The guarantor becomes liable for making the payments skipped by the customer when the bank issues the guarantor a letter of demand to this effect. The guarantor should be aware that the bank can demand both the customer and the guarantor at the same time, and upon skipping a single payment. Alternatively, the bank is under no obligation to seek the payment from the customer and then from the guarantor in a sequential manner.

Risks of being a guarantor

The most obvious risk is for the guarantor to default as the customer did. This could lead to the following:

  • When the guarantor defaults, or does not make the payment on behalf of the customer for whatever reason, his credit will be degraded, which may adversely impact his/her ability to secure a loan in the future.
  • If the guarantor passes away, his liabilities do not. They will move to his heirs. In other words, the heirs of the deceased guarantor will continue to play his role.

Can it go all the way to the court?

Sadly yes. If the debt is equal to or more than RM50,000 as defined in the Amendment of 2017 made to Section 5 of the Bankruptcy Act 1967, the bank can take bankruptcy action against the guarantor to recover the debt. However, the bank can commence such action only after proving that it has exhausted all avenues to recover debts owed to him by the customer.

Who accepts the guarantor and who can release him/her?

The final say to accept and to release the guarantor resides with the bank.
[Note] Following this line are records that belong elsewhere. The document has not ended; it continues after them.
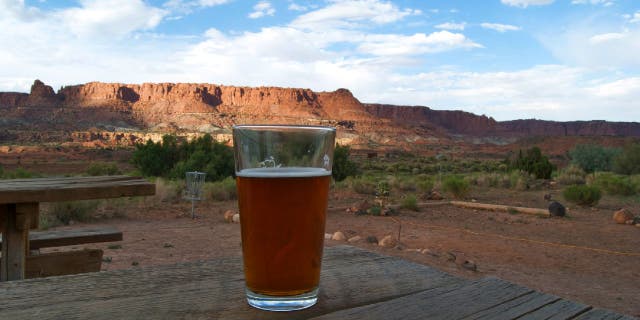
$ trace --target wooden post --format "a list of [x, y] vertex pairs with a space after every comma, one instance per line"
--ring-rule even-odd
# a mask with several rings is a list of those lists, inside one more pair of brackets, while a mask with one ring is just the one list
[[0, 281], [22, 280], [29, 254], [29, 228], [38, 215], [37, 203], [0, 205], [3, 220]]

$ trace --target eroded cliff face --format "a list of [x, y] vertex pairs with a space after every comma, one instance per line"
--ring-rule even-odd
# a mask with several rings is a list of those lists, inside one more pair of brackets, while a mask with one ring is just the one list
[[36, 80], [29, 94], [0, 93], [0, 109], [3, 142], [58, 139], [132, 145], [163, 133], [205, 132], [225, 141], [231, 126], [239, 123], [332, 125], [338, 128], [340, 143], [363, 149], [435, 150], [451, 148], [461, 139], [502, 144], [531, 136], [640, 137], [636, 122], [498, 122], [464, 111], [363, 104], [347, 89], [90, 82], [56, 93]]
  • Even though many people can be guarantors, the bank may want to see strong relationship with the customer, such as being a parent or a spouse.
  • Unless the loan is paid in full, banks do not usually allow the release as it does not serve their interests.

Tips to guarantors
  • Sign a letter of indemnity with the customer, which will enable you to sue him/her for the money paid on his behalf. Nonetheless, it should be considered that the customer already failed to pay the bank. You may have the same experience with him.
  • Knowing that there is not much to be done to get out of a guarantee if the bank does not agree (which is the norm), you should make sure that you understand the extent of your liabilities and that you can make the payments when demanded.

  • “Guarantors,” by Bank Negara Malaysia, viewed at bankinginfo.com, on Mar. 28, 2020.
  • “The Risk of being a Guarantor,” by LoanStreet, viewed at loanstreet.com, on Mar. 28, 2020.